I'm 21 years old. I believe I have SPD, and I feel like I will never be normal.
Where do I begin? I have always been extremely clumsy. When I was four years old, I was walking to my great aunt’s house. Near her house, there was a ditch. My mother said that I suddenly stopped walking and fell into the ditch. I didn’t try to stop myself by putting my hands out or anything. This point is extremely odd to me because I never liked to get dirty. Why would I not stop myself? I usually have an excellent recollection of my childhood, but the only thing I can recall from this instance is being dirty. Everything else is completely wiped out of my memory. When my mother asked me what happened, I remember saying I forgot how to walk. It was the only explanation I could think of. It took me a long time to find my natural stride again. I remember marching because I couldn’t figure out the rhythm.
There is also an incidence where I tripped over a raised doorway entrance when I was five. I only remember falling I don’t remember hitting the ground or the pain I must have felt afterwords, but I have a huge scar from it. When I was twelve, I was walking down the steps of my house to take the school bus. There are three steps and I clearly remember stepping on each step. It is almost as if someone pressed the rewind button in my head, because when I thought I was getting off the last step I was suddenly on the first step, and I fell down. When I was sixteen, I went on a class trip to Washington D.C. there is a place right in front of the Supreme Court building where the sidewalk is uneven. I stepped right where the two differences collide and I fell.
Textures of fabrics are a huge issue for me as well. Fleece is one of my biggest enemies. Every time I touch this fabric, or anything remotely close to it, I feel like I can’t breathe. It’s like someone locked me in a padded cell, but the walls are covered in fleece, and the room keeps getting smaller. I still have Christmas gifts from friends that I have had for years that I can’t touch. They are still in their bags.
Although I am overweight, food is like a nightmare for me. Certain textures make me gag. Slimy foods make me gag; things like onions and celery also make me gag. I feel that I am becoming pickier with each coming day. I’m starting to think that there will come a day where I will have to get hooked up to
a feeding tube because I won’t be able to eat anything anymore. It’s not that I want to be picky. In fact, I would love to try new things; unfortunately, unless I can read the ingredients in a food or it is something simple that I can tell what’s in it, I won’t eat it. It’s miserable when you fear going over to someone’s house for dinner or the restaurant your friends pick because, to be perfectly honest, you’re so picky you can’t even stand yourself anymore.

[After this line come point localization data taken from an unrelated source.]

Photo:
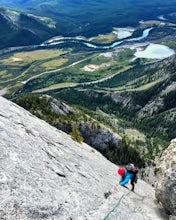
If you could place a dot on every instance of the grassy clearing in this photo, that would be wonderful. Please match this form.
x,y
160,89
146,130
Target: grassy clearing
x,y
134,135
37,55
104,38
55,86
52,64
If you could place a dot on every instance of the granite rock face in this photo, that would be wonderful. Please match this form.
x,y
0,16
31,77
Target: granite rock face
x,y
166,188
44,174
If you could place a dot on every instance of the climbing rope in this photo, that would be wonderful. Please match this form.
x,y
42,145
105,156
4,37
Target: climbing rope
x,y
117,204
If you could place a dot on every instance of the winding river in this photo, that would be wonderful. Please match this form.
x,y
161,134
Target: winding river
x,y
94,45
72,40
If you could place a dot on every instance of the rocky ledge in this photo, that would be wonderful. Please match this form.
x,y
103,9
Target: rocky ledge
x,y
44,174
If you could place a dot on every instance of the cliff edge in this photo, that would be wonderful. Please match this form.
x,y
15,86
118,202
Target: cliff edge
x,y
44,174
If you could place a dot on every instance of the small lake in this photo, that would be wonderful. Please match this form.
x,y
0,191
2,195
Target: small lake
x,y
155,51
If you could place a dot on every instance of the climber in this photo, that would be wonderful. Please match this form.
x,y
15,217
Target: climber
x,y
126,174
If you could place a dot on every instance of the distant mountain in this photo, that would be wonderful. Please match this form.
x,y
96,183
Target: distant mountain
x,y
90,17
18,29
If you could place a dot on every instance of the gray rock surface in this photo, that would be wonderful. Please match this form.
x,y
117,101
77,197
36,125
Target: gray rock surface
x,y
166,188
44,174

I can’t look people in the eyes. I don’t know why. When I first meet someone, I look them in the eyes, but after that I can’t. Even though I am fond of certain guests that come to my home, I always hide in my room. It’s like I’m trying to stay invisible. Once, I came out of my room, and the door to our house was open. My brother had a gang of friends outside. His friend looking inside saw me coming out the hallway. He went pale and said, “Oh my God! I just saw a ghost come out of the wall!” (I’m really pale.) A family friend said to him that I was my brother’s sister. He said that’s not his sister. I met her. That was a ghost. They had to explain to him that my brother had more than one sister.

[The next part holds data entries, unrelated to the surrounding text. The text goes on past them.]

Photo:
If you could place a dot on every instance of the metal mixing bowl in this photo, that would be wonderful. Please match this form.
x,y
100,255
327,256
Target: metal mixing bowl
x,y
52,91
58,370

In places where there are large groups of people, I start to panic. My heart rate goes up. I get dizzy. My vision blurs, and I feel like I will pass out.

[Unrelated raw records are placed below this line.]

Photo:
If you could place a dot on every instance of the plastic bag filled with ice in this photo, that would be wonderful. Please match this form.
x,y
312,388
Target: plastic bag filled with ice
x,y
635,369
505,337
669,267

Last, but certainly not least, is the dreaded encounters with fragrance stores. Let me put it this way. I can’t go near them, much less in them. In the mall, I have to go to the other side of the hall. I can’t breathe and my face and eyes feel like they are on fire. My mom tells the story of how I was a well behaved child, but, once we would go near Dillard’s, she says I became “demon possessed”. I would start kicking, screaming, and crying. I have to use unscented products. It was fine when I was younger, but I’m getting older and would like to go into a store and try out a perfume with my mom so we can bond like she did with my other sisters. I just want to feel normal for once. It’s depressing. I feel like an alien. I’ve tried looking up treatments and stuff, but they are all for babies. For example, carry around some aroma therapy stuff. How can I do that when I have sensitivity to the stuff?